Because full system replacement is often impractical due to qualification and downtime risk, many organizations standardize KPI logic in a layer above plant-floor systems. This typically involves:
- Defining a canonical set of KPI state categories (e.g. Productive, Planned Stop, Unplanned Stop, Idle/Waiting, Not Scheduled).
- Mapping each machine/vendor-specific code into those categories, with documented rules and change control.
- Maintaining audit trails for mapping changes, so historic KPIs remain interpretable during audits and investigations.
Common pitfalls and failure modes
Several recurring issues affect how RUN and IDLE influence KPIs:
- State flapping: Rapid oscillation between RUN and IDLE due to noisy signals or misconfigured thresholds can inflate downtime and distort NPT. Debounce logic or minimum-duration rules are often needed.
- Missing transitions: Communication drops between PLCs, SCADA, and MES can create gaps. Some systems backfill based on last known state, which may artificially extend RUN or IDLE durations.
- Ambiguous IDLE: If IDLE is used for every non-running condition, root cause analysis is impossible.

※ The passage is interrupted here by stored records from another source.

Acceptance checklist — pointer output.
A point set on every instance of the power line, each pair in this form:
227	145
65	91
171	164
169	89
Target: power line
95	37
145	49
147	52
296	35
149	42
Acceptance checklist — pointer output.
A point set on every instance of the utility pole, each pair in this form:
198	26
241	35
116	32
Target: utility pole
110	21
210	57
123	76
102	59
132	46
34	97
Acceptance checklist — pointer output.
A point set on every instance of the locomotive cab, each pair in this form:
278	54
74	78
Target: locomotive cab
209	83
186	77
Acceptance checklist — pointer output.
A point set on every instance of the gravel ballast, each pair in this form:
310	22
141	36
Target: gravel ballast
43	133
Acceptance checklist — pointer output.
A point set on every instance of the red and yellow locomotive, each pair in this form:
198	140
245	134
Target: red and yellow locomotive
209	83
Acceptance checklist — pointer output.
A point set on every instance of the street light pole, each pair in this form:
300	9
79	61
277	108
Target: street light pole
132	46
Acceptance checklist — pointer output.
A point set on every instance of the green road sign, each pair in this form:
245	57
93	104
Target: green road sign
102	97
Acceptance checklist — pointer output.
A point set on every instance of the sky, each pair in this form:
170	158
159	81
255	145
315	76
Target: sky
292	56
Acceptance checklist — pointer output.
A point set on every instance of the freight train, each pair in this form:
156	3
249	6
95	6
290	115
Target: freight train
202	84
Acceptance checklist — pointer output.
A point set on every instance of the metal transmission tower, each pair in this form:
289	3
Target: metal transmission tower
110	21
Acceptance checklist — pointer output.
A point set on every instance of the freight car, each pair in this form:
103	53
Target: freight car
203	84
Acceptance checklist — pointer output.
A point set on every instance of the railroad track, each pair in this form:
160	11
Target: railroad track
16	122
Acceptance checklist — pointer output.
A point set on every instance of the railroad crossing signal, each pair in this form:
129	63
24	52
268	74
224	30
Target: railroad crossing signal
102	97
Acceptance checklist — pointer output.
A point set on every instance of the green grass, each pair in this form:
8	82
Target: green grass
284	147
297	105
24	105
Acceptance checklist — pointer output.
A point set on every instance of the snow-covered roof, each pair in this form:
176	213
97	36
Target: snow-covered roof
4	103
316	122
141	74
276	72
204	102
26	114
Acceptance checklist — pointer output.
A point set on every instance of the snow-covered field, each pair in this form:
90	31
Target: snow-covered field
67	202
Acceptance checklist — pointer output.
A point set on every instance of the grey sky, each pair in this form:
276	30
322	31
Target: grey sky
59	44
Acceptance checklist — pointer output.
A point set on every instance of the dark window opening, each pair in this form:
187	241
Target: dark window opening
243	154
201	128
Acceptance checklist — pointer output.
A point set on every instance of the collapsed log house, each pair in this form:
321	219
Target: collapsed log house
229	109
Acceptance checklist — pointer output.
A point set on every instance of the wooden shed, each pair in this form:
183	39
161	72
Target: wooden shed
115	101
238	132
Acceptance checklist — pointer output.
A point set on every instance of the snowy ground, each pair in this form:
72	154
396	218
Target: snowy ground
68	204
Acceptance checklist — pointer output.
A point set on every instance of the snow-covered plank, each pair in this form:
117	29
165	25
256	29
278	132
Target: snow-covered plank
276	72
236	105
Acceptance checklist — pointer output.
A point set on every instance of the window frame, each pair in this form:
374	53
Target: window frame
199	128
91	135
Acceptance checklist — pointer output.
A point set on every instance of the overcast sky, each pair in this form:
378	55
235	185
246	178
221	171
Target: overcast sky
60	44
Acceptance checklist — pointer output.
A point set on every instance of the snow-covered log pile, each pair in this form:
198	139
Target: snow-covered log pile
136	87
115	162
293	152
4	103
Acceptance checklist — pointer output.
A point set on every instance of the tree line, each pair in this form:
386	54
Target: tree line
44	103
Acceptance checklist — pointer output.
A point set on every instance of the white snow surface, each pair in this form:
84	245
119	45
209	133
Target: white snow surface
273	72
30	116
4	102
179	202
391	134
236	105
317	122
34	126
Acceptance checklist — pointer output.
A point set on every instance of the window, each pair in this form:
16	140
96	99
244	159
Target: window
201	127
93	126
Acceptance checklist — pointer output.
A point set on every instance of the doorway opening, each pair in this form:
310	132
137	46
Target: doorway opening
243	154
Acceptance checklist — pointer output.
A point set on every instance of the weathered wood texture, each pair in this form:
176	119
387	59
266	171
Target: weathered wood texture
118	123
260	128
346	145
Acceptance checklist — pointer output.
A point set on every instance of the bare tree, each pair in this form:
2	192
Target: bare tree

Breaking it into sub-codes (e.g. waiting for material, waiting for QA, waiting for setup) is important for actionable KPIs.
- Inconsistent planned/unplanned logic: If some teams mark changeover as planned stop and others treat it as downtime, cross-site comparisons of OEE and utilization are unreliable.
- Lack of traceability: When mapping logic or meanings of states change without version control, historical KPI trends are difficult to defend during audits or management reviews.
Practical steps to use RUN/IDLE states reliably
To make equipment-state-based KPIs credible in regulated operations:
- Document clear definitions for RUN, IDLE, and other states in a standard reference, separate from individual vendor manuals.
- Implement and maintain a mapping from raw machine/PLC codes to KPI categories with formal change control and review.
- Validate state capture and KPI calculations against known scenarios (e.g. timed test runs, shadow logging) before relying on them for improvement initiatives or audit evidence.
- Regularly review outliers and anomalies where production counts and state-based times appear inconsistent.
- Train operators and maintenance on when and how state overrides or manual entries are allowed, and log those changes for traceability.
With these controls in place, RUN and IDLE become more than simple status flags; they are structured inputs that can support defensible, plant-wide KPIs in complex, mixed-system environments.